I am pleased to see that we have differences.
May we together become greater than the sum of both of us.

-Surak of Vulcan

I am the child of Charles and Frances Cooke two African-Americans born in the early 1900s in the southern part of the United States. As such I have always identified myself as African-American and from time to time was reminded of this by society. From being chased out of a park while being called a nigger when I was 10, having a police officer point a gun at my head when I was 15 simply because I made the mistake of tossing a football around the yard of a white friend who lived in the suburbs, to being pulled over numerous times in my early 20s despite not fitting the “profile” because as kind of a nerd I normally had on penny loafers with argyle socks and matching sweater but my skin color was still the wrong shade.

While my self identification is the result of being raised, loved, and natured by two exceptional individuals who themselves were also African-American I am also adopted, a fact that was kept hidden from me until my late 30s. I know nothing of my biological father other than the fact that he wasn’t African-American. Recently I completed one of those DNA test and found out I was in fact 54.6% Sub-Saharan African and 43.9% European. Interesting I thought as I looked at my results how many of those Europeans had looked at me and seen just the color of my skin and thought of me as inferior? How many of them don’t look like me but have a similar ancestry? Does it really matter what my ancestry is? Does it define how I should live my life?

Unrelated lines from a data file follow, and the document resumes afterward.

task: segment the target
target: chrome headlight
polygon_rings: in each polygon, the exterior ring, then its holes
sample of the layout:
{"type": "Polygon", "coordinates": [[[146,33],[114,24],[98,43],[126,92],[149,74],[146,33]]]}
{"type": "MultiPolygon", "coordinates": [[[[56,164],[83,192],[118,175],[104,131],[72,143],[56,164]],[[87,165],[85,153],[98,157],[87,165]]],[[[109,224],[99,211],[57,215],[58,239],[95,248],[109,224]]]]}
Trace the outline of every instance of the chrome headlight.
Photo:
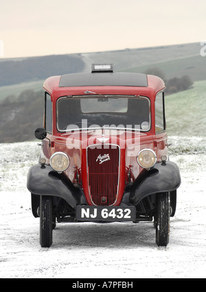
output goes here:
{"type": "Polygon", "coordinates": [[[137,162],[144,169],[150,169],[157,162],[157,156],[150,149],[144,149],[137,155],[137,162]]]}
{"type": "Polygon", "coordinates": [[[63,172],[69,167],[69,157],[65,153],[56,152],[51,156],[50,165],[55,171],[63,172]]]}

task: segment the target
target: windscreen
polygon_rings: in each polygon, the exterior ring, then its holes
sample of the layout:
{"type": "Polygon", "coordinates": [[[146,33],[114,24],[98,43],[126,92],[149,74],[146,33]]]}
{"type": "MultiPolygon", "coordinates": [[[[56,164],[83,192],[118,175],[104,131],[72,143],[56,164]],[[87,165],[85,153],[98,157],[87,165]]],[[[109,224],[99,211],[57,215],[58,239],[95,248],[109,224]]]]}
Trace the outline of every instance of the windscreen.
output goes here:
{"type": "Polygon", "coordinates": [[[57,101],[60,132],[102,127],[148,131],[150,104],[145,97],[62,97],[57,101]]]}

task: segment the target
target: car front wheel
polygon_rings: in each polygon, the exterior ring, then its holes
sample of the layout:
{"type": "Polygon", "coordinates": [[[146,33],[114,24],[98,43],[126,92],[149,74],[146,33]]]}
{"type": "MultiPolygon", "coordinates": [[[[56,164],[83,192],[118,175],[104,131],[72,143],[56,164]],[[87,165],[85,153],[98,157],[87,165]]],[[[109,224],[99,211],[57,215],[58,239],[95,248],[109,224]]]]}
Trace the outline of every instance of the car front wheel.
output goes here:
{"type": "Polygon", "coordinates": [[[170,217],[170,193],[162,193],[157,194],[154,225],[156,228],[156,243],[159,247],[165,247],[169,243],[170,217]]]}
{"type": "Polygon", "coordinates": [[[52,197],[41,196],[40,199],[40,244],[50,247],[53,230],[52,197]]]}

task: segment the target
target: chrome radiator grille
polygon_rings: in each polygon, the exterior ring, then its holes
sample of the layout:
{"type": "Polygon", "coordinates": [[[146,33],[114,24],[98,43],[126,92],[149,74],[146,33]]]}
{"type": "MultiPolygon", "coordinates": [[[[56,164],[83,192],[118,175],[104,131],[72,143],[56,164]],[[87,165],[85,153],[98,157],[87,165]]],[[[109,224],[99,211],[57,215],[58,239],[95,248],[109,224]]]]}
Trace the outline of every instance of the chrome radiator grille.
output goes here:
{"type": "Polygon", "coordinates": [[[93,204],[113,205],[118,192],[119,147],[95,145],[87,148],[89,193],[93,204]]]}

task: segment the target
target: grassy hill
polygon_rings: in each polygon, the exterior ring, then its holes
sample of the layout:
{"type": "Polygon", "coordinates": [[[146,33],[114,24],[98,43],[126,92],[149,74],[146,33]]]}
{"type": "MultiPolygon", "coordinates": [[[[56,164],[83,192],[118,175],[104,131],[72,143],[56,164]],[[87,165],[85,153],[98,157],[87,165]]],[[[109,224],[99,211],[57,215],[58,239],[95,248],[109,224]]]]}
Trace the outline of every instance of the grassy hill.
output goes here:
{"type": "Polygon", "coordinates": [[[165,114],[169,135],[206,136],[206,80],[166,96],[165,114]]]}
{"type": "MultiPolygon", "coordinates": [[[[165,97],[167,132],[169,136],[206,136],[206,80],[194,87],[165,97]]],[[[34,130],[43,123],[42,91],[29,90],[18,100],[6,99],[0,107],[1,143],[34,140],[34,130]]]]}
{"type": "Polygon", "coordinates": [[[0,59],[0,101],[17,97],[27,89],[42,89],[53,75],[90,72],[92,63],[113,63],[115,71],[142,72],[150,68],[163,71],[165,79],[189,75],[192,81],[206,80],[206,57],[200,43],[126,49],[124,50],[0,59]]]}

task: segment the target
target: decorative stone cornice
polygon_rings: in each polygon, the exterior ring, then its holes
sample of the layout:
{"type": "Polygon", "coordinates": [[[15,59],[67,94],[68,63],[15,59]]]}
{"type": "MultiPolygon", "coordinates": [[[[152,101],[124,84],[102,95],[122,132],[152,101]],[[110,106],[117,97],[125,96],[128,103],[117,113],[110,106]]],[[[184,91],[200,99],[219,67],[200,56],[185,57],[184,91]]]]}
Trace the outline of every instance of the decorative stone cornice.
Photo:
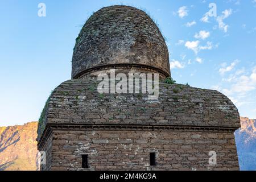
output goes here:
{"type": "Polygon", "coordinates": [[[124,131],[213,131],[233,133],[236,127],[213,127],[205,126],[183,125],[115,125],[115,124],[77,124],[77,123],[47,123],[38,141],[38,147],[41,148],[46,140],[54,130],[124,130],[124,131]]]}
{"type": "Polygon", "coordinates": [[[147,70],[147,71],[148,72],[148,71],[155,71],[156,72],[159,73],[160,74],[163,75],[166,77],[168,77],[171,76],[171,75],[170,73],[165,71],[164,70],[160,69],[159,68],[157,68],[155,67],[146,65],[146,64],[132,64],[132,63],[117,63],[117,64],[104,64],[104,65],[101,65],[99,66],[90,68],[88,69],[86,69],[81,72],[80,72],[79,73],[75,75],[73,78],[73,79],[79,79],[81,78],[83,76],[89,75],[90,73],[92,73],[96,71],[100,71],[103,70],[106,70],[106,69],[129,69],[131,68],[138,68],[138,69],[144,69],[147,70]]]}

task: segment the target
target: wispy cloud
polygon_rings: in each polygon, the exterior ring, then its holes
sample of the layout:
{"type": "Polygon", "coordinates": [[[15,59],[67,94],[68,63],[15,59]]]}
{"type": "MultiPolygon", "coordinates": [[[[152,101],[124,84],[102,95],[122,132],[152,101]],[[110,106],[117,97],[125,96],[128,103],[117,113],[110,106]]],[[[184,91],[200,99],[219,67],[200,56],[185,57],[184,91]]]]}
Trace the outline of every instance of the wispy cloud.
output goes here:
{"type": "Polygon", "coordinates": [[[179,9],[179,10],[177,13],[179,14],[179,16],[181,18],[183,18],[185,16],[187,16],[188,15],[188,10],[187,8],[187,6],[181,6],[179,9]]]}
{"type": "Polygon", "coordinates": [[[186,27],[191,27],[192,26],[195,25],[196,24],[196,21],[193,20],[191,22],[188,22],[186,23],[186,27]]]}
{"type": "Polygon", "coordinates": [[[223,20],[232,14],[232,10],[225,10],[222,12],[222,14],[221,15],[217,16],[216,21],[218,23],[219,29],[223,30],[223,31],[226,33],[228,32],[228,28],[229,26],[225,23],[223,20]]]}
{"type": "MultiPolygon", "coordinates": [[[[236,60],[233,63],[232,63],[230,65],[227,66],[224,68],[220,68],[220,69],[218,70],[219,73],[221,75],[224,75],[225,73],[229,72],[232,71],[234,69],[234,68],[235,67],[235,66],[237,64],[237,63],[238,63],[238,62],[239,62],[239,61],[238,60],[236,60]]],[[[222,66],[224,65],[225,65],[224,64],[222,64],[222,66]]]]}
{"type": "Polygon", "coordinates": [[[175,60],[172,60],[172,61],[170,63],[170,67],[171,69],[174,68],[184,68],[185,67],[185,65],[180,61],[175,60]]]}
{"type": "Polygon", "coordinates": [[[201,39],[203,40],[205,39],[210,36],[210,32],[206,31],[205,30],[201,30],[199,33],[196,33],[195,35],[196,39],[201,39]]]}
{"type": "Polygon", "coordinates": [[[203,63],[203,59],[199,57],[196,57],[196,61],[199,63],[203,63]]]}
{"type": "Polygon", "coordinates": [[[185,47],[186,47],[188,49],[191,49],[194,51],[195,53],[197,54],[199,52],[199,46],[200,43],[199,40],[196,41],[187,41],[185,44],[185,47]]]}
{"type": "Polygon", "coordinates": [[[213,46],[211,42],[207,42],[207,44],[205,46],[200,46],[200,42],[199,40],[192,42],[187,41],[185,43],[185,47],[188,49],[191,49],[194,51],[196,55],[197,55],[198,52],[201,50],[211,50],[213,48],[213,46]]]}
{"type": "Polygon", "coordinates": [[[200,19],[200,21],[204,23],[209,23],[210,22],[209,21],[209,13],[207,12],[204,15],[204,16],[200,19]]]}

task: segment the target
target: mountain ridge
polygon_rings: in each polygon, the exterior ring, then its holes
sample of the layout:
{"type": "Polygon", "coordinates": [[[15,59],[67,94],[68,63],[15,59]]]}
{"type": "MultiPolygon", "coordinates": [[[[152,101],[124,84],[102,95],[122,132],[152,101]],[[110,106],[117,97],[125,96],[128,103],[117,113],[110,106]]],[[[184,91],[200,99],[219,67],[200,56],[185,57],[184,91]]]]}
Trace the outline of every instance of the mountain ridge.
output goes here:
{"type": "MultiPolygon", "coordinates": [[[[0,127],[0,171],[36,170],[38,122],[0,127]]],[[[234,133],[241,170],[256,170],[256,119],[241,117],[234,133]]]]}

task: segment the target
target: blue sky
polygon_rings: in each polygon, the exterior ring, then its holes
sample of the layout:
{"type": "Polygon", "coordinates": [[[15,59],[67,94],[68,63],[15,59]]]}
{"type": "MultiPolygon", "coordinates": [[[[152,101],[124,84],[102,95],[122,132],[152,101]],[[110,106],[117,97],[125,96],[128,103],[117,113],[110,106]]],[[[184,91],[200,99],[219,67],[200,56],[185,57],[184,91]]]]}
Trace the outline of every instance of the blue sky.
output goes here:
{"type": "Polygon", "coordinates": [[[256,118],[256,0],[1,1],[0,126],[38,121],[51,92],[71,78],[75,39],[101,7],[146,10],[166,38],[172,77],[217,89],[256,118]],[[46,5],[39,17],[38,4],[46,5]],[[208,16],[215,3],[217,16],[208,16]]]}

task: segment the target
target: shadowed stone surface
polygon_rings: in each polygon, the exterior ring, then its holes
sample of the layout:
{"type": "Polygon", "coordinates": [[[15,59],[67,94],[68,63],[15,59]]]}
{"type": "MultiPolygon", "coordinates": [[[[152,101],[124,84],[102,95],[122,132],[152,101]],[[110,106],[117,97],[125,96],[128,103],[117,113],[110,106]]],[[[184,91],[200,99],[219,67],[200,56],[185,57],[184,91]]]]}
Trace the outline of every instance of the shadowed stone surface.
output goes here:
{"type": "Polygon", "coordinates": [[[72,79],[57,87],[38,127],[43,170],[238,170],[234,131],[237,109],[216,90],[160,83],[157,100],[147,94],[104,94],[99,73],[170,76],[161,33],[143,11],[113,6],[95,13],[76,40],[72,79]],[[217,154],[209,164],[209,152],[217,154]],[[156,166],[150,166],[155,152],[156,166]],[[89,168],[82,168],[82,155],[89,168]]]}

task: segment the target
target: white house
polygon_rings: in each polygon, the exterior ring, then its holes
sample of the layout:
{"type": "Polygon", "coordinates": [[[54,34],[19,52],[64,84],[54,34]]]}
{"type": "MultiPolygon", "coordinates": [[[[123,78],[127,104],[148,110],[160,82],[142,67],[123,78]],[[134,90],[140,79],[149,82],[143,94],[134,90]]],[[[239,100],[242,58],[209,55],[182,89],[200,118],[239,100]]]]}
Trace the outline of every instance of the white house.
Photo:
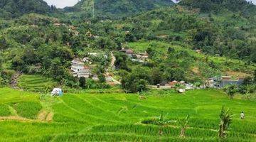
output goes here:
{"type": "Polygon", "coordinates": [[[52,96],[62,96],[63,92],[60,88],[54,88],[50,94],[52,96]]]}
{"type": "Polygon", "coordinates": [[[89,78],[90,75],[90,67],[85,66],[84,62],[80,59],[72,61],[71,70],[74,77],[89,78]]]}

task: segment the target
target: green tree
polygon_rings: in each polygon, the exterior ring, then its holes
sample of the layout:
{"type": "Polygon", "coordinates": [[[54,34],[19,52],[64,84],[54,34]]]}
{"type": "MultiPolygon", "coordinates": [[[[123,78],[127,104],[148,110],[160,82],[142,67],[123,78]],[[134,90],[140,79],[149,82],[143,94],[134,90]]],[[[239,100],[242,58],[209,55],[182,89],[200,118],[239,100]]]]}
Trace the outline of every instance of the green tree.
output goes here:
{"type": "Polygon", "coordinates": [[[99,81],[100,83],[105,83],[106,82],[106,78],[105,76],[103,74],[100,74],[98,75],[99,81]]]}
{"type": "Polygon", "coordinates": [[[220,114],[220,124],[219,124],[219,133],[218,136],[221,138],[225,138],[227,136],[226,131],[232,122],[232,114],[230,109],[225,109],[224,106],[221,108],[220,114]]]}
{"type": "Polygon", "coordinates": [[[190,120],[190,115],[188,114],[184,119],[178,120],[178,124],[181,128],[180,137],[185,138],[186,137],[186,130],[188,127],[188,124],[190,120]]]}
{"type": "Polygon", "coordinates": [[[238,91],[238,87],[236,84],[227,85],[223,88],[223,90],[230,99],[233,99],[235,94],[238,91]]]}
{"type": "Polygon", "coordinates": [[[85,88],[85,77],[81,77],[79,78],[79,86],[81,87],[81,88],[85,88]]]}

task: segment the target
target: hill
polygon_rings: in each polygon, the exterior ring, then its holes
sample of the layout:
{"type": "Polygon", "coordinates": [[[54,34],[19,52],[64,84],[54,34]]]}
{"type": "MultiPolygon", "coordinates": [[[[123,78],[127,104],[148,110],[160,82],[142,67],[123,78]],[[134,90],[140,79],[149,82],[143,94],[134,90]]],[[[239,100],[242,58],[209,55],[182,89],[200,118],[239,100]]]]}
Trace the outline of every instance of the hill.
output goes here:
{"type": "MultiPolygon", "coordinates": [[[[90,0],[82,0],[73,7],[67,7],[64,10],[66,12],[76,12],[76,14],[78,12],[82,12],[82,14],[91,16],[90,6],[92,4],[90,0]]],[[[96,16],[112,18],[131,16],[173,4],[174,2],[170,0],[95,0],[94,4],[96,16]]]]}
{"type": "Polygon", "coordinates": [[[46,14],[55,9],[43,0],[1,0],[0,18],[16,18],[31,13],[46,14]]]}

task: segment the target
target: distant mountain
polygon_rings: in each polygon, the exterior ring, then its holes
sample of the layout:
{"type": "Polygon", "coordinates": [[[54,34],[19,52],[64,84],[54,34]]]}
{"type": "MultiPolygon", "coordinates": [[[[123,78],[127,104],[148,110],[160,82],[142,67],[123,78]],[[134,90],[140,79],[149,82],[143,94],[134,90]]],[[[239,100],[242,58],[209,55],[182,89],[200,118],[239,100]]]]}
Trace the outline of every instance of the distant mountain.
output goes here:
{"type": "MultiPolygon", "coordinates": [[[[73,7],[64,9],[66,12],[90,13],[92,0],[82,0],[73,7]]],[[[95,13],[97,16],[123,17],[147,11],[174,3],[171,0],[95,0],[95,13]]]]}
{"type": "Polygon", "coordinates": [[[25,13],[50,13],[51,8],[43,0],[0,0],[0,18],[11,18],[25,13]]]}

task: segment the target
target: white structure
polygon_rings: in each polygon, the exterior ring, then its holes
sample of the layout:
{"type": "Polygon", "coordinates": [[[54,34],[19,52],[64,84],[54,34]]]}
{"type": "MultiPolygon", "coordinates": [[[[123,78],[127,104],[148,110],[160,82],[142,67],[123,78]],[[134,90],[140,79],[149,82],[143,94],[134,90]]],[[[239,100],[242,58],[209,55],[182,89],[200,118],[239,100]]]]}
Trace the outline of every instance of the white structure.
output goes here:
{"type": "Polygon", "coordinates": [[[90,67],[85,66],[84,62],[80,59],[74,59],[72,61],[71,70],[74,77],[89,78],[90,75],[90,67]]]}
{"type": "Polygon", "coordinates": [[[60,88],[54,88],[50,94],[52,96],[62,96],[63,92],[60,88]]]}
{"type": "Polygon", "coordinates": [[[186,89],[178,89],[178,92],[179,93],[185,93],[186,89]]]}

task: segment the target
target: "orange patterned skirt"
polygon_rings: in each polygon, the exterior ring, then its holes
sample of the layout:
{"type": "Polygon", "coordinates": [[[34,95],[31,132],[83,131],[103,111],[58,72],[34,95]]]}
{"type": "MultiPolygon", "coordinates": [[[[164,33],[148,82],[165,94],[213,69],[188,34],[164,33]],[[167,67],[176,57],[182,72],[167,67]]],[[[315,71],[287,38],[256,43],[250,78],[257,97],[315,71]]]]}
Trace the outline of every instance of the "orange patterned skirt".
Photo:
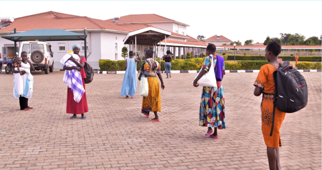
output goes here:
{"type": "Polygon", "coordinates": [[[273,94],[263,94],[261,107],[262,132],[266,146],[278,148],[281,146],[279,129],[285,117],[286,113],[281,112],[276,108],[275,115],[273,115],[273,94]]]}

Our ancestry defines our culture and to a large extend our culture is a leading factor in defining who we are. But while it is a leading factor it does not change the fact that we are all human. Humans with differences but humans nevertheless. It is our differences that If embraced instead of feared would in fact make us stronger as a species. The sun, Earth’s primary source of energy, emits white light but that white light is actually a composite of all of the visible frequencies of light. Without the differences all the colors bring there would be no light at all. So is the case with the human species? Where would we be without our many differences? How would we advance and grow without the varied contributions of so many cultures?

The question before us now is how do we begin to embrace our differences as a species when our entire existence shows we let those differences divide us. Seemingly there is no answer to that. Man has always fostered a sense of loyalty rooted in group identity. We pit race against race, religion against religion, prejudice against prejudice. Divide and conquer has always been mankind’s rallying call. I am pessimistic about our ability to overcome the us versus them mentality in the short term. However I am optimistic that the human is a very promising species and as Captain Jean Luc Picard once said “inside you is the potential to make yourself better…and that is what it is to be human. To make yourself more than you are.” Today our difference divide us perhaps tomorrow we will be better and our differences will be our strength.